Leading a CPA firm is analogous to herding cats — impossible to do and yet try we must!
There’s no doubt about it. Leading and governing partners in small and mid-sized CPA firms, at times, can be very daunting tasks for managing partners.
Most partners in small and mid-sized CPA firms respect and comply with the provisions in their partnership agreement. Unfortunately, almost every firm has a number of partners (usually high-performing partners who are also high-maintenance partners) who either interpret partnership agreement provisions in a way that benefits them in some way or, worse yet, choose to ignore these provisions altogether. As a result, it takes a strong-willed managing partner to enforce many aspects of the partnership agreement. If the managing partner isn’t strong-willed, the high-performing, high-maintenance partners will certainly push back and that’s when some ugly discussions inevitably take place.
Three interrelated partnership agreement provisions can often create conflict between management and certain partners:
- Partners must give the firm two years notice before their contemplated retirement date. This is usually baked into a partnership agreement to allow the firm adequate time to transfer client relationships to succeeding partners.
- During the two-year retirement notice period, partners have the responsibility to transfer client and referral relationships to new client service partners — most of the time to younger partners who need to build a client list.
- The firm provides deferred partner compensation arrangements that have been earned because partners were good soldiers over many years of service. To some degree, earning that deferred compensation comes when partners provide timely notice of retirement (which is particularly important when a partner chooses to retire before the mandatory retirement age) and client relationships transition to the next generation. But if you ask those high-performing, high-maintenance partners about deferred compensation arrangements, they will say these payments are entitlements and the partners are due whatever the partnership agreement calls for. No ifs, ands or buts!
Therein lies the rub. Individual partner motives get questioned when retirement notice isn’t provided on a timely basis, or client and referral relationships aren’t transitioned in a timely manner. In these circumstances, firms get squeezed into action and, as a result, clients aren’t always successfully retained and transferred to the next generation post-retirement. Is this what the noncompliant partner wanted to happen in the first place? Did the noncompliant partner want to hold onto the client and referral relationships so they can be moved to a new employer if the partner decides the grass is greener at another firm?
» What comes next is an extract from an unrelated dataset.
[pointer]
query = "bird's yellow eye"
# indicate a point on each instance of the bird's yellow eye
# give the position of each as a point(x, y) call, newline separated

Isn’t insanity defined as doing the same thing over and over again and expecting a different result? Of course it is, yet this scenario repeats itself over and over again at many small and mid-sized CPA firms, and nothing much is done to deal with the management challenge. Leaders at many firms are not strong willed in enforcing the provisions of their partnership agreement. It’s almost as if managing partners are throwing up their hands and falling into the trap of accepting that the loss of clients and referral sources is inevitable as partners retire. While some clients might want to seek a new firm when their client service partner retires, there are things that can be done to avoid the loss of many. Firms should implement a process to reduce the likelihood of nonadherence to these provisions in the partnership agreement. If all else fails, partnership agreements be amended to include “enforcement teeth” or penalties to these provisions.
Here’s what I suggest. Every managing partner (or member of the executive committee) should meet quarterly with their partners to review progress toward goals established at the beginning of each year. For partners who are 55 years of age or older, the initial meeting should include a reminder that proper notice is due the firm within two years of retirement, the establishment of a planned timeline for transferring client and referral relationships to the next generation and, last but certainly not least, a discussion about setting expectations for the retiring partner that they will receive reduced compensation when compared to the peak years as their individual contribution to firm profits will be reduced during the final two years of employment.
At each subsequent quarterly meeting with the retiring partner, a discussion should be had involving progress in transferring client and referral relationships in accordance with the plan. If these relationship transfers are being made in accordance with plan, that’s great. If, on the other hand, client and referral relationship transfers are not being made in accordance with plan, the partner should be reminded of their responsibilities. Hopefully this gentle reminder will create sufficient activity and relationship transfers begin to get back to plan.
The partnership agreement should be amended to include language clearly stipulating that noncompliance with timely retirement notice and failure to timely transition client and referral relationships in accordance with an agreed-upon timeline can result in two annual automatic reductions (or “haircuts”) to otherwise earned deferred compensation of up to 5 percent each. The discretion to exercise this provision is in the hands of the firm’s executive committee. A reduction of up to 10 percent of a deferred compensation amount is not trivial and hits a noncompliant partner right in the wallet where it really hurts. This deterrent, when all else fails, usually cures much of the nonadherence.
Remember the old TV commercials by Smith Barney: “We make money the old-fashioned way. We earn it.” Well, the same is true with deferred partner compensation. It is earned. It is not an entitlement. I strongly believe that if a retiring partner doesn’t adhere to the provisions of a partnership agreement (when it comes to providing retirement notice and transfer of client and referral relationships), that partner hasn’t, at least in part, earned it. If not earned, the firm’s executive committee should be able to exercise its discretion in giving a “haircut” to the deferred compensation payments. To avoid such an ugly occurrence, a process can be put in place that usually creates an environment of better partner compliance.